Grazie a gesti come questo e ad altri impegni sociali, Torregiani ricevette dal sindaco di Milano Carlo Tognoli l’onorificenza del comune, l’Ambrogino d’Oro.

L’omicidio di Pierluigi Torregiani

Era il 22 gennaio del 1979 quando la vita di Torregiani cambiò.

Quella sera, Pierluigi era insieme alla figlia e ad alcuni amici in un ristorante chiamato “Il Translatlantico”, vicino a Porta Venezia. La cronaca racconta che, intorno a mezzanotte, fecero irruzione due rapinatori. Sia Torregiani che uno dei suoi amici erano armati, e per questi decisero d’intervenire per difendere se stessi e i presenti. La sparatoria causò due morti: un cliente del ristorante, Vittorio Consoli (38 anni), e uno dei rapinatori, Orazio Daidone (34 anni), membro del clan dei Catanesi.

A quanto pare non era un caso che Pierluigi Torregiani fosse armato. Era sua consuetudine portare con sé un’arma, così che, dopo quel fatto, cominciò a essere definito dai quotidiani “il giustiziere” e il borghese “pistolero”.

Non passò troppo tempo prima che Torregiani ricevesse a casa minacce di morte.

Il 16 febbraio il gioielliere si avviò ad aprire il negozio insieme ai figli come ogni mattina, ma, a differenza delle altre, la scorta che di solito lo controllava e proteggeva si allontanò per via di una rapina segnalata altrove. Fu subito campo libero per i quattro banditi che aprirono il fuoco. Pierluigi indossava un giubbotto antiproiettile, ma i colpi di grosso calibro lo trapassarono e lui, cercando di reagire, colpì il figlio Alberto di 15 anni alla schiena che ancora oggi è paraplegico.
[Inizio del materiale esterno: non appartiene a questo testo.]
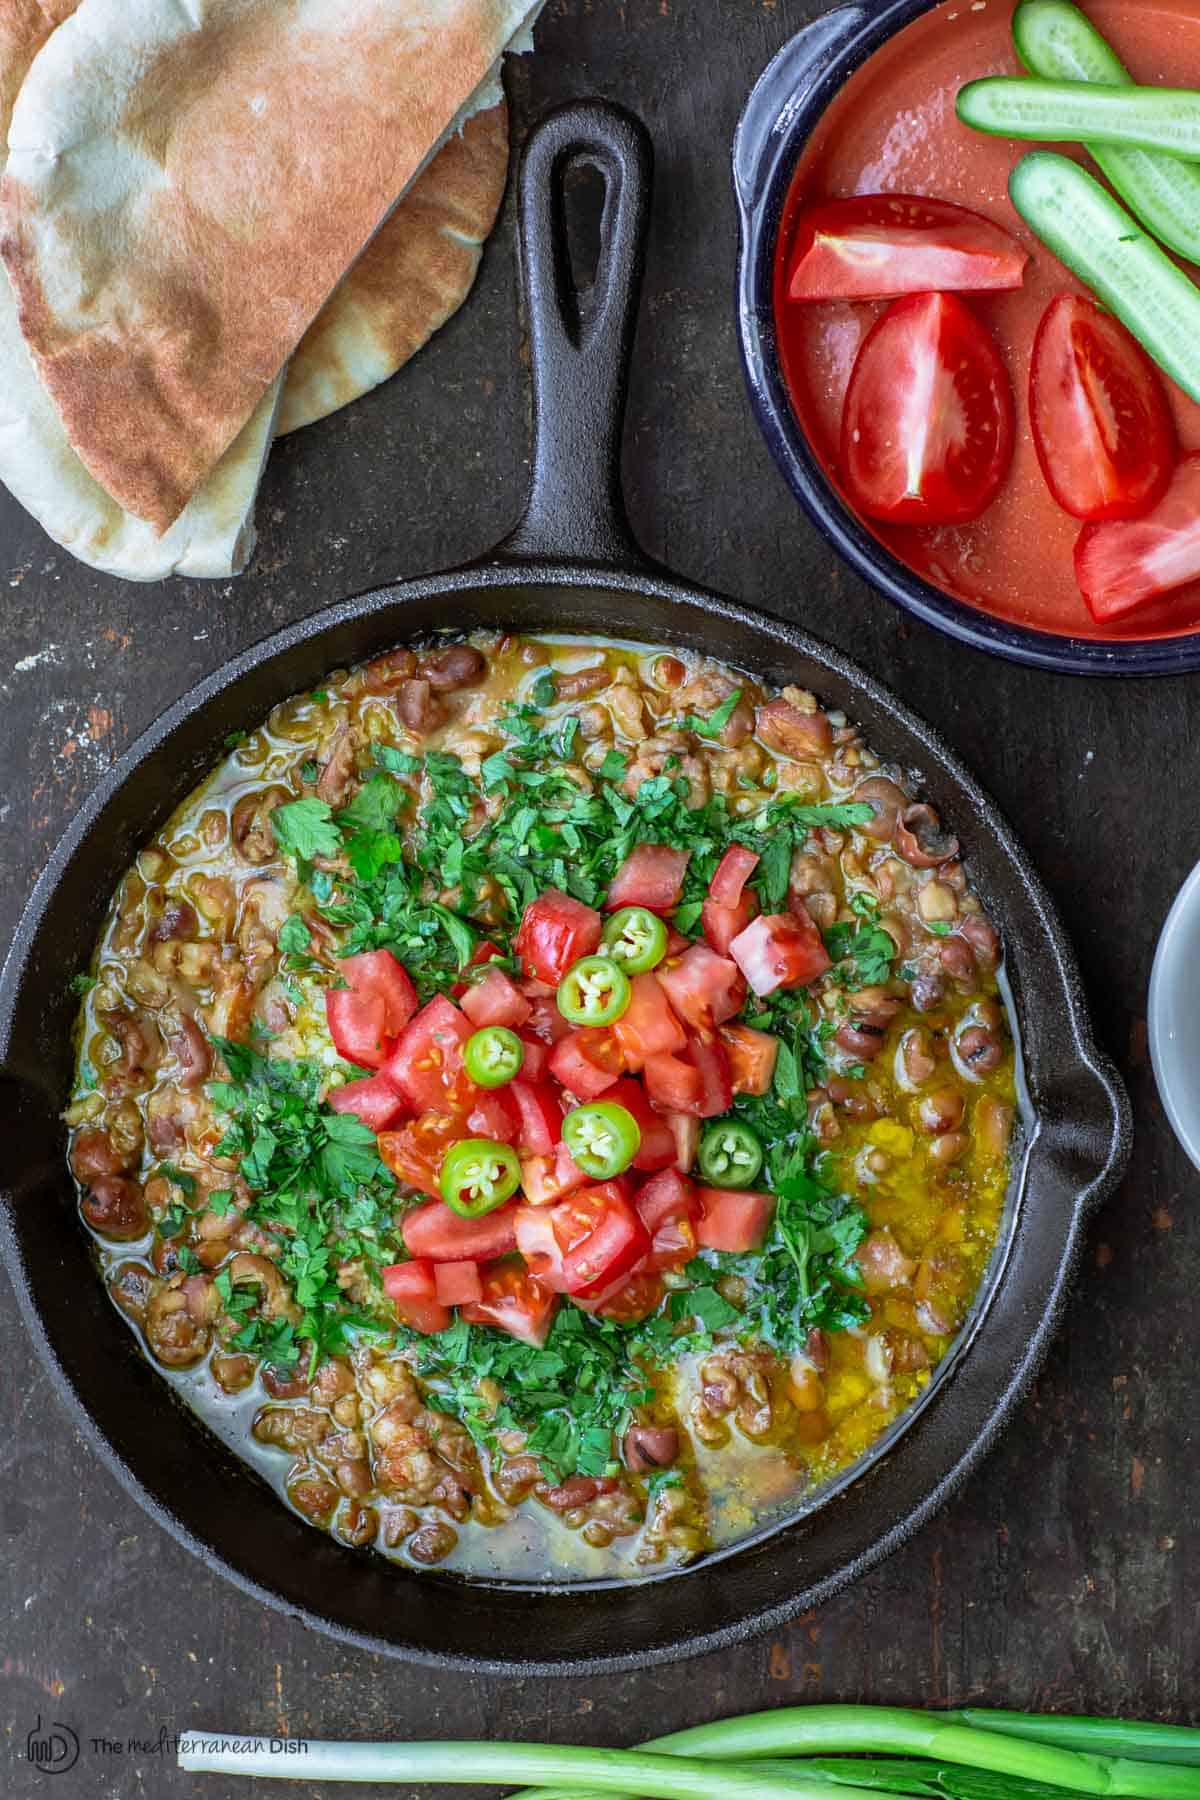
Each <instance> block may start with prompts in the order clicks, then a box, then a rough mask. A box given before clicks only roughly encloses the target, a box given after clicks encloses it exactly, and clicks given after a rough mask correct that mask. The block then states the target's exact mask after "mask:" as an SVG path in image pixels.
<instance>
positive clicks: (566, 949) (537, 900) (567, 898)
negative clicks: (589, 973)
mask: <svg viewBox="0 0 1200 1800" xmlns="http://www.w3.org/2000/svg"><path fill="white" fill-rule="evenodd" d="M603 929H604V922H603V920H601V916H599V913H597V911H596V909H594V907H590V905H585V904H583V902H581V900H574V898H572V896H570V895H565V893H560V889H558V887H547V889H545V893H542V895H538V898H536V900H531V902H529V905H527V907H525V911H524V914H522V922H520V929H518V932H516V941H515V945H513V949H515V950H516V956H518V958H520V965H522V968H524V970H525V974H527V976H536V979H538V981H549V983H551V986H554V988H556V986H558V983H560V981H561V979H563V976H565V974H567V970H569V968H570V965H572V963H578V961H579V958H581V956H590V954H592V952H594V950H596V949H597V947H599V941H601V932H603Z"/></svg>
Chi ha ucciso Pierluigi Torregiani

L’azione venne rivendicata dai Proletari Armati per il Comunismo, formazione di estrema sinistra.
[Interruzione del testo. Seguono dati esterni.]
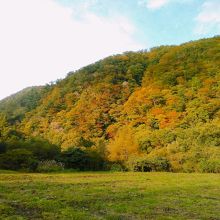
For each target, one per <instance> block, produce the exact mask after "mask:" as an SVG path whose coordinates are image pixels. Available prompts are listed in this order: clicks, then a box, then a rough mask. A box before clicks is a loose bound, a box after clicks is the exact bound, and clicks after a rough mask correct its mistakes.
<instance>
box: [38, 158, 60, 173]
mask: <svg viewBox="0 0 220 220" xmlns="http://www.w3.org/2000/svg"><path fill="white" fill-rule="evenodd" d="M62 170H64V164H63V163H61V162H57V161H55V160H44V161H40V162H39V163H38V167H37V171H38V172H56V171H62Z"/></svg>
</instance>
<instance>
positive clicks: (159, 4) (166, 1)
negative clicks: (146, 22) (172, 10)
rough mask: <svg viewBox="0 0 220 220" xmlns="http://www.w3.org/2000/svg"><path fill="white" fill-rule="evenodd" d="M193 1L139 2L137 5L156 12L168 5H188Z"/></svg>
mask: <svg viewBox="0 0 220 220" xmlns="http://www.w3.org/2000/svg"><path fill="white" fill-rule="evenodd" d="M193 1H194V0H139V1H138V3H139V5H141V6H144V7H146V8H148V9H150V10H157V9H160V8H162V7H164V6H167V5H168V4H171V3H173V4H177V3H178V4H190V3H192V2H193Z"/></svg>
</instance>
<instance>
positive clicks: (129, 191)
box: [0, 172, 220, 220]
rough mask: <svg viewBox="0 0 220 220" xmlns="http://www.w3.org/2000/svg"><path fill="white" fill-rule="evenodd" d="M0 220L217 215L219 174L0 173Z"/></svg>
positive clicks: (211, 216)
mask: <svg viewBox="0 0 220 220" xmlns="http://www.w3.org/2000/svg"><path fill="white" fill-rule="evenodd" d="M0 218H1V219H11V220H12V219H13V220H14V219H19V220H20V219H77V220H78V219H79V220H80V219H112V220H115V219H116V220H119V219H211V220H217V219H220V175H218V174H183V173H181V174H178V173H108V172H84V173H60V174H21V173H9V172H8V173H7V172H4V173H1V174H0Z"/></svg>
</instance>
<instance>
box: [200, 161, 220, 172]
mask: <svg viewBox="0 0 220 220" xmlns="http://www.w3.org/2000/svg"><path fill="white" fill-rule="evenodd" d="M199 170H200V171H201V172H203V173H220V160H218V159H209V160H202V161H201V162H200V163H199Z"/></svg>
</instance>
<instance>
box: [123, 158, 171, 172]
mask: <svg viewBox="0 0 220 220" xmlns="http://www.w3.org/2000/svg"><path fill="white" fill-rule="evenodd" d="M126 166H127V168H128V169H129V170H131V171H134V172H151V171H170V163H169V161H168V160H167V159H166V158H162V157H158V158H145V157H141V158H133V159H132V160H130V161H128V162H127V164H126Z"/></svg>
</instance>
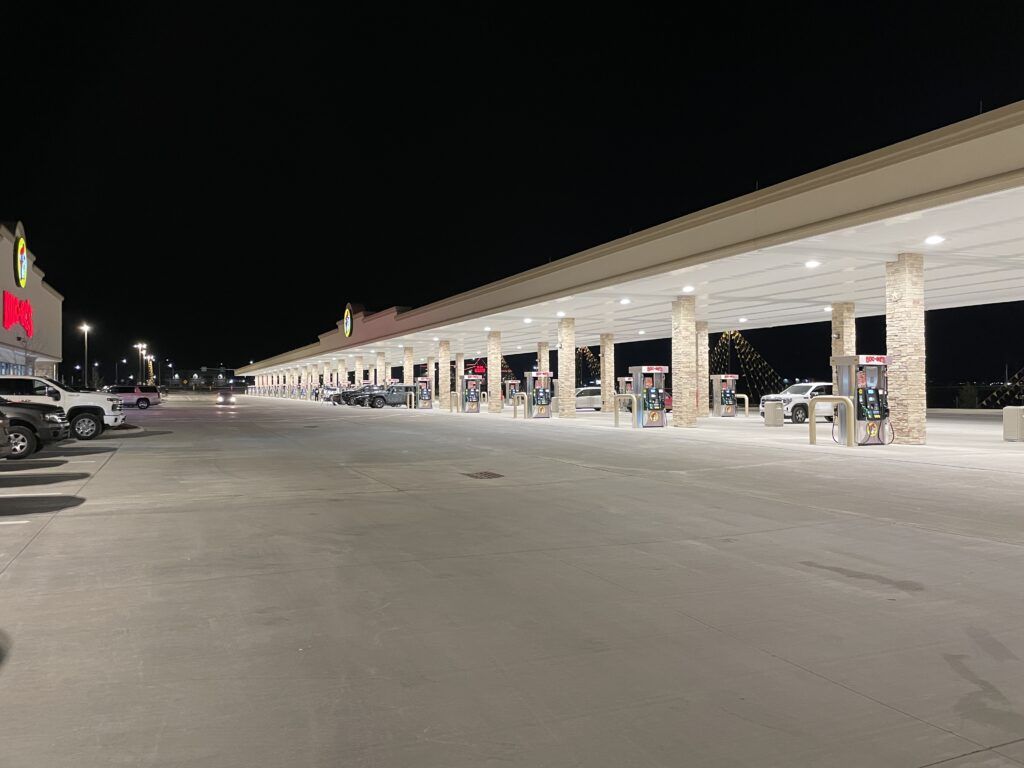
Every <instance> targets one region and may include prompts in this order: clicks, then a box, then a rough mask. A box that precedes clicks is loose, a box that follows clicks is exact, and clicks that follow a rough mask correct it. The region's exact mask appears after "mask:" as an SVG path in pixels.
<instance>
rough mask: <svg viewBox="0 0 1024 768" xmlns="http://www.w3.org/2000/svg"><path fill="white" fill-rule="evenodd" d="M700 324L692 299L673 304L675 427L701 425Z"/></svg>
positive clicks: (672, 380) (673, 408) (672, 386)
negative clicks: (699, 382)
mask: <svg viewBox="0 0 1024 768" xmlns="http://www.w3.org/2000/svg"><path fill="white" fill-rule="evenodd" d="M696 349H697V322H696V303H695V302H694V300H693V297H692V296H680V297H679V298H678V299H676V300H675V301H674V302H672V372H671V373H672V392H673V394H674V395H676V394H678V395H679V396H678V397H676V396H674V397H673V398H672V426H674V427H695V426H696V425H697V408H696V398H695V397H694V396H693V393H694V392H695V391H696V388H697V355H696Z"/></svg>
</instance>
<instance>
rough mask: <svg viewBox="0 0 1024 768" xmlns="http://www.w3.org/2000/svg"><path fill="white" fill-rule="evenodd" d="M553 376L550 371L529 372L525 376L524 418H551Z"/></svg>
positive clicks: (529, 418) (541, 418) (552, 374)
mask: <svg viewBox="0 0 1024 768" xmlns="http://www.w3.org/2000/svg"><path fill="white" fill-rule="evenodd" d="M553 376H554V374H552V373H551V372H550V371H530V372H528V373H527V374H526V418H527V419H550V418H551V381H552V377H553Z"/></svg>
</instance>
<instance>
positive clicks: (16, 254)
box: [14, 236, 32, 336]
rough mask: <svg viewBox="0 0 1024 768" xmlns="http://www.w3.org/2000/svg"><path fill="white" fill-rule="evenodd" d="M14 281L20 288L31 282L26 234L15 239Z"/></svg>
mask: <svg viewBox="0 0 1024 768" xmlns="http://www.w3.org/2000/svg"><path fill="white" fill-rule="evenodd" d="M14 282H15V283H16V284H17V287H18V288H25V286H26V284H27V283H28V282H29V247H28V245H26V243H25V237H24V236H23V237H18V238H16V239H15V240H14ZM29 336H32V334H29Z"/></svg>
Per l’omicidio del gioielliere vennero condannati come esecutori materiali:

  • Giuseppe Memeo;
  • Gabriele Grimaldi;
  • Sante Fatone.

L’omicidio Torregiani è uno degli omicidi commessi dai PAC, e particolarmente ricordato anche perché avvenuto in contemporanea con un altro. Sempre in quel pomeriggio del 16 febbraio 1979, a Santa Maria di Sala (VE), ci fu infatti un secondo omicidio ai danni del macellaio Lino Sabbadin. Un altro caso, quindi, in cui i commercianti, reagendo ai tentativi di rapina, vennero definiti dai PAC come “bottegai poliziotti che operavano per la ripresa del comando capitalistico attraverso la pratica di forme di violenza antiproletaria”.

Il film su Pierluigi Torregiani

Ero in guerra ma non lo sapevo, un film tratto dal libro omonimo, scritto nel 2006 da Alberto Torregiani, figlio di Pierluigi, e diretto dal regista Fabio Resinaro.
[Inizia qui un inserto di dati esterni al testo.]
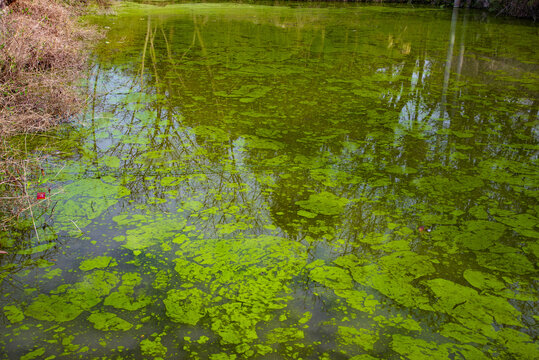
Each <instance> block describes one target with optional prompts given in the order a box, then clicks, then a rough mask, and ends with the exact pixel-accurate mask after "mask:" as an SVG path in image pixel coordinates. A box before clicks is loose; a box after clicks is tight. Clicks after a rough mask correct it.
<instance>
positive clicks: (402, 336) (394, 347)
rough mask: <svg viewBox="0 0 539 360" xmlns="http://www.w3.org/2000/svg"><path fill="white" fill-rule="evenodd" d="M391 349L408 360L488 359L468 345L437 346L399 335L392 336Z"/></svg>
mask: <svg viewBox="0 0 539 360" xmlns="http://www.w3.org/2000/svg"><path fill="white" fill-rule="evenodd" d="M391 347H392V349H393V350H394V351H395V352H397V353H399V354H400V355H402V356H406V357H407V358H409V359H427V358H428V359H447V358H455V359H462V360H464V359H478V360H481V359H485V360H486V359H488V357H487V356H486V355H484V354H483V353H482V352H481V351H480V350H478V349H476V348H474V347H473V346H470V345H457V344H453V343H444V344H437V343H435V342H429V341H425V340H422V339H415V338H412V337H409V336H405V335H401V334H394V335H393V336H392V342H391Z"/></svg>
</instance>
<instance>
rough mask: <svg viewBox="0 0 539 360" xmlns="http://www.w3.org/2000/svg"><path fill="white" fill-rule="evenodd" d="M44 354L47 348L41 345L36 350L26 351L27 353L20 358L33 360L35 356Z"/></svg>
mask: <svg viewBox="0 0 539 360" xmlns="http://www.w3.org/2000/svg"><path fill="white" fill-rule="evenodd" d="M43 354H45V348H44V347H40V348H38V349H36V350H34V351H30V352H28V353H26V354H25V355H23V356H21V357H20V359H21V360H32V359H35V358H39V357H40V356H42V355H43Z"/></svg>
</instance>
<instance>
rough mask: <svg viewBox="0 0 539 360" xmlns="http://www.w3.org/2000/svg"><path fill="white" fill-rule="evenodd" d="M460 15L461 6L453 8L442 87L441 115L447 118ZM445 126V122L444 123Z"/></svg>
mask: <svg viewBox="0 0 539 360" xmlns="http://www.w3.org/2000/svg"><path fill="white" fill-rule="evenodd" d="M458 17H459V8H457V7H456V8H453V15H452V17H451V32H450V34H449V46H448V48H447V58H446V61H445V73H444V84H443V88H442V106H441V113H440V116H441V117H442V118H445V106H446V102H447V87H448V86H449V77H450V75H451V61H452V59H453V48H454V46H455V31H456V28H457V20H458ZM444 126H445V124H444Z"/></svg>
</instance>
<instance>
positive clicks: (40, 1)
mask: <svg viewBox="0 0 539 360" xmlns="http://www.w3.org/2000/svg"><path fill="white" fill-rule="evenodd" d="M336 1H337V2H338V1H343V2H344V1H346V0H336ZM142 2H143V3H148V4H163V3H164V2H165V1H159V0H155V1H142ZM166 2H167V3H172V1H166ZM198 2H200V1H198ZM202 2H204V1H202ZM211 2H214V1H211ZM245 2H250V1H249V0H246V1H245ZM297 2H298V3H300V2H302V1H297ZM356 2H358V3H373V4H395V3H401V4H408V5H409V6H414V5H435V6H451V7H453V6H455V5H458V6H459V7H470V8H483V9H488V10H489V11H491V12H493V13H495V14H497V15H510V16H515V17H525V18H533V19H534V20H535V19H536V17H537V13H538V11H539V0H370V1H362V0H358V1H356ZM120 3H121V2H119V1H115V2H113V1H111V0H0V230H1V229H2V228H6V226H8V225H9V224H11V223H12V220H14V219H19V217H20V216H21V214H23V213H24V214H28V213H30V215H31V216H32V218H33V215H32V214H31V212H32V207H33V206H35V205H37V203H39V202H40V201H39V200H38V199H36V197H35V194H32V195H30V194H29V193H28V184H29V183H30V182H31V181H34V180H36V179H39V178H40V177H41V176H43V175H44V174H43V170H42V169H41V166H40V159H39V158H36V157H35V156H34V157H33V156H29V155H28V153H27V152H26V151H24V152H18V153H17V152H16V150H14V149H12V148H11V147H10V145H9V143H8V138H9V137H11V136H13V135H16V134H29V133H36V132H42V131H46V130H49V129H51V128H53V127H54V126H56V125H58V124H59V123H60V122H65V121H69V119H71V118H72V117H73V116H75V115H76V114H77V113H79V112H80V111H81V110H82V109H83V107H84V104H85V99H84V98H83V96H84V95H83V93H82V92H81V91H80V89H79V88H78V87H77V85H76V82H77V81H78V80H79V79H81V78H82V75H83V73H84V69H85V66H86V59H87V54H88V52H87V51H86V50H88V44H89V43H90V42H91V40H92V39H97V38H98V37H99V36H100V31H99V30H98V29H95V28H91V27H88V26H85V25H83V24H81V23H80V22H79V20H78V16H79V15H82V14H84V13H85V12H87V9H88V8H89V6H90V5H92V6H95V5H97V6H98V9H101V11H100V10H98V11H97V12H103V10H105V12H107V11H110V7H111V6H112V8H114V7H115V6H119V4H120ZM285 3H289V2H288V1H284V2H283V1H276V2H275V4H277V5H278V4H285ZM309 3H311V4H312V3H313V2H310V1H309ZM107 9H109V10H107Z"/></svg>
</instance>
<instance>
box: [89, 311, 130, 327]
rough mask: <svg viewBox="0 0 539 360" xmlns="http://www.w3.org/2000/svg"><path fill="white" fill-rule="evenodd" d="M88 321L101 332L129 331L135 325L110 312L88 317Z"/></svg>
mask: <svg viewBox="0 0 539 360" xmlns="http://www.w3.org/2000/svg"><path fill="white" fill-rule="evenodd" d="M88 321H90V322H91V323H93V324H94V327H95V328H96V329H97V330H101V331H109V330H110V331H127V330H129V329H131V328H132V327H133V324H131V323H129V322H127V321H125V320H124V319H122V318H120V317H119V316H117V315H116V314H113V313H109V312H98V313H93V314H91V315H90V316H88Z"/></svg>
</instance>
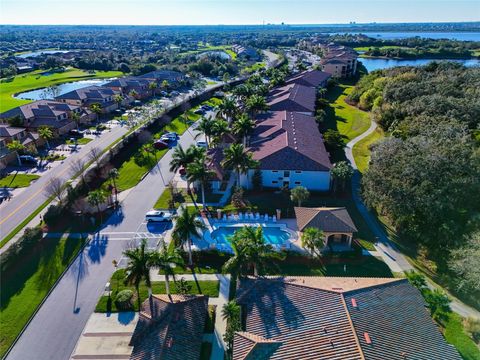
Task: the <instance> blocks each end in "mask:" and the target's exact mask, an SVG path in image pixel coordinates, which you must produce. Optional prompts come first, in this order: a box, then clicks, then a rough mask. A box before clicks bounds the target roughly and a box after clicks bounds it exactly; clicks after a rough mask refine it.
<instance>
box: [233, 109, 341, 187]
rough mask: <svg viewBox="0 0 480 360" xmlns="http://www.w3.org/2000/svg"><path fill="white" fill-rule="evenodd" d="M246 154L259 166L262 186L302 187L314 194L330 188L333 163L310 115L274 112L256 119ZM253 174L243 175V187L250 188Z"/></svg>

Se ciò che ci aspettiamo è vedere raccontata l’immagine di un uomo innocente con cui sodalizzare facilmente, rimarremo delusi. Sì, perché lo stesso Alberto Torregiani ammette di voler ricordare il padre per quello che era: “Un po’ impulsivo, a volte forse arrogante, uno a cui non piaceva farsi mettere i piedi in testa.

Che sia stato questo suo temperamento a sancire la sua condanna? A tal proposito, racconta Alberto Torregiani che “durante quella rapina si è difeso solo perché aveva accanto sua figlia. Nei giorni seguenti stava soltanto nascondendo a tutti noi la sua paura. Si teneva tutto dentro: anche la consapevolezza che prima o poi qualcosa gli avrebbero fatto”.